First set up the test data in easily reproducible form:
# set up test data
Lines <- "Year ID Month Use
2009 101 1 103
2009 101 2 209
2009 101 3 375
2009 101 4 360
2010 101 1 170
2010 101 2 381
2010 101 3 275
2010 101 4 260
2009 102 1 263
2009 102 2 234
2009 102 3 45
2009 102 4 275
2010 102 1 469
2010 102 2 107
2010 102 3 354
2010 102 4 436
"
DF <- read.table(text = Lines, header = TRUE)
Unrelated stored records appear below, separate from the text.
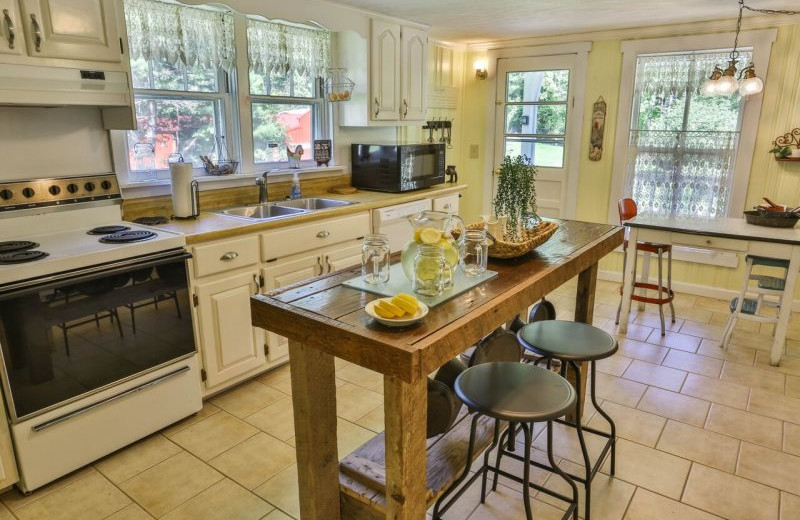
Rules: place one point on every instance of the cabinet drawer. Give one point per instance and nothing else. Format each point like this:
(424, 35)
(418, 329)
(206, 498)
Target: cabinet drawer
(296, 239)
(709, 242)
(225, 256)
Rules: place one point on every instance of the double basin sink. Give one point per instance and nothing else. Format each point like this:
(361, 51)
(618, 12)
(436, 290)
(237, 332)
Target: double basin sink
(283, 209)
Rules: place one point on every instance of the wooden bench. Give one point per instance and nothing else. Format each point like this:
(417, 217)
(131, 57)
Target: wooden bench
(362, 474)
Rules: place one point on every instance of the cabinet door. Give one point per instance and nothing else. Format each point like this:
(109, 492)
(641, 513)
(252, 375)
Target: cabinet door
(230, 345)
(342, 257)
(285, 272)
(12, 39)
(384, 70)
(413, 67)
(72, 29)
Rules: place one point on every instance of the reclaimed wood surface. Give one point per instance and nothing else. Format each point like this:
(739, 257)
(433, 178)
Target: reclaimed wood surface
(331, 318)
(324, 319)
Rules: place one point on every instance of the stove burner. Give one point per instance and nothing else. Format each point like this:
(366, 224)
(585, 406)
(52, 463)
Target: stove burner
(151, 221)
(19, 257)
(16, 245)
(128, 236)
(107, 230)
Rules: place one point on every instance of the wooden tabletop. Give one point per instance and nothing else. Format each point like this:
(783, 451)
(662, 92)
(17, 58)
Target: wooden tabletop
(327, 316)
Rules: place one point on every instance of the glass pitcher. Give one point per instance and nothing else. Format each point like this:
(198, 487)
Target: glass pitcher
(432, 228)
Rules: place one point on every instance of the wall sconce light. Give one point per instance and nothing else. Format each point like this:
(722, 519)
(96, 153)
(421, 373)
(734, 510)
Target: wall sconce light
(480, 70)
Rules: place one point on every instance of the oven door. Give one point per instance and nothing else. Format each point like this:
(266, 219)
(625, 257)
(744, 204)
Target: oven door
(74, 334)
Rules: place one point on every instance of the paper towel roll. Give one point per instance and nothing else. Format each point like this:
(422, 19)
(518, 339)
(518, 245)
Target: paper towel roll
(181, 175)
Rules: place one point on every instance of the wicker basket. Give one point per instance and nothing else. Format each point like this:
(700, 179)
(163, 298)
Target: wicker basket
(533, 238)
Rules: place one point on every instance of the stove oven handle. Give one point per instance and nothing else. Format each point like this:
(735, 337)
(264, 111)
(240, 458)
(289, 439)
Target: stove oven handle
(111, 399)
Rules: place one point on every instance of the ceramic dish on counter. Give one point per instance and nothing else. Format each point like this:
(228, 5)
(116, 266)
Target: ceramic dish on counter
(396, 322)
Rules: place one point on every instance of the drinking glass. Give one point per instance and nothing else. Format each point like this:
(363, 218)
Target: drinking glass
(474, 252)
(375, 259)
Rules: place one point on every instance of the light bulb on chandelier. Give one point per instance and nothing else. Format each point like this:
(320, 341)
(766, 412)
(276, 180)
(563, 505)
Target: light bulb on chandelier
(724, 83)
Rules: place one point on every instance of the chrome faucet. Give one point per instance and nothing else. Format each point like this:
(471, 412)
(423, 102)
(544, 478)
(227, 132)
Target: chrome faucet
(261, 182)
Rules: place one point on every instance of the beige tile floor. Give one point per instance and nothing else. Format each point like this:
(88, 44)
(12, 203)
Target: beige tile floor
(704, 434)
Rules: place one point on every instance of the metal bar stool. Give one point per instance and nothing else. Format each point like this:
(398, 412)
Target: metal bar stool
(519, 393)
(573, 343)
(751, 308)
(627, 210)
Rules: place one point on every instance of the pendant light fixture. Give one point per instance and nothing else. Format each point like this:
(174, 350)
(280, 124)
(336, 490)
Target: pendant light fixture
(724, 82)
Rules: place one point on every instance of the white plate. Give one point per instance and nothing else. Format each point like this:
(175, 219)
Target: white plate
(397, 322)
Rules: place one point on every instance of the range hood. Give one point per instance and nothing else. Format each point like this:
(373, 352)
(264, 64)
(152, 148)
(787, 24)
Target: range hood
(39, 86)
(33, 85)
Now that we have the input data here are some approaches:
1) sqldf/SQLite The following three SQL statements should calculate these quantities. If they run too slowly you could try adding a Year, ID index. Note that the three SQL statements are the same except for the from
clauses:
Now create the three data frames:
library(sqldf)
max1 <- sqldf("select Year, ID, max(Use) Use
from DF
group by Year, ID")
max2 <- sqldf("select Year, ID, max(Use) Use
from (select Year, ID, Use from DF
except select * from max1)
group by Year, ID")
max3 <- sqldf("select Year, ID, max(Use) Use
from (select Year, ID, Use from DF
except select * from max1
except select * from max2)
group by Year, ID")
2) sqldf/PostgreSQL The above is for sqldf with sqlite but it is even easier with sqldf and PostgreSQL because then we could use PostgreSQL's rank()
windowing function. (There is more info on using PostgreSQL with sqldf here.)
library(RPostgreSQL)
library(sqldf)
DF2 <- sqldf('select *, rank() over (partition by "Year", "ID" order by "Use" desc)
from "DF"')
split(DF2[1:4], DF2$rank)[1:3]
The last line could alternately be replaced with this:
lapply(1:3, function(r) subset(DF2, rank == r)[1:4])
If we wanted a pure SQL solution then:
max1 <- sqldf('select "Year", "ID", "Month", "Use" from "DF2" where "rank" = 1')
max2 <- sqldf('select "Year", "ID", "Month", "Use" from "DF2" where "rank" = 2')
max3 <- sqldf('select "Year", "ID", "Month", "Use" from "DF2" where "rank" = 3')
or to produce a list of data frames:
lapply(1:3, function(r)
fn$sqldf('select "Year", "ID", "Month", "Use" from "DF2" where "rank" = $r'))
3) ave Its not so hard doing this in straight R. Here the Rank 1's are the largest, the Rank 2's the second largest, etc. so we just split on Rank
as in the prior solution and take the first three components:
Rank <- with(DF, ave(-Use, Year, ID, FUN = rank))
split(DF, Rank)[1:3]
This would also work in place of the last line:
lapply(1:3, function(r) subset(DF, Rank == r))
which returns a list whose components are the three data frames.
UPDATE: Wrote out the second solution too.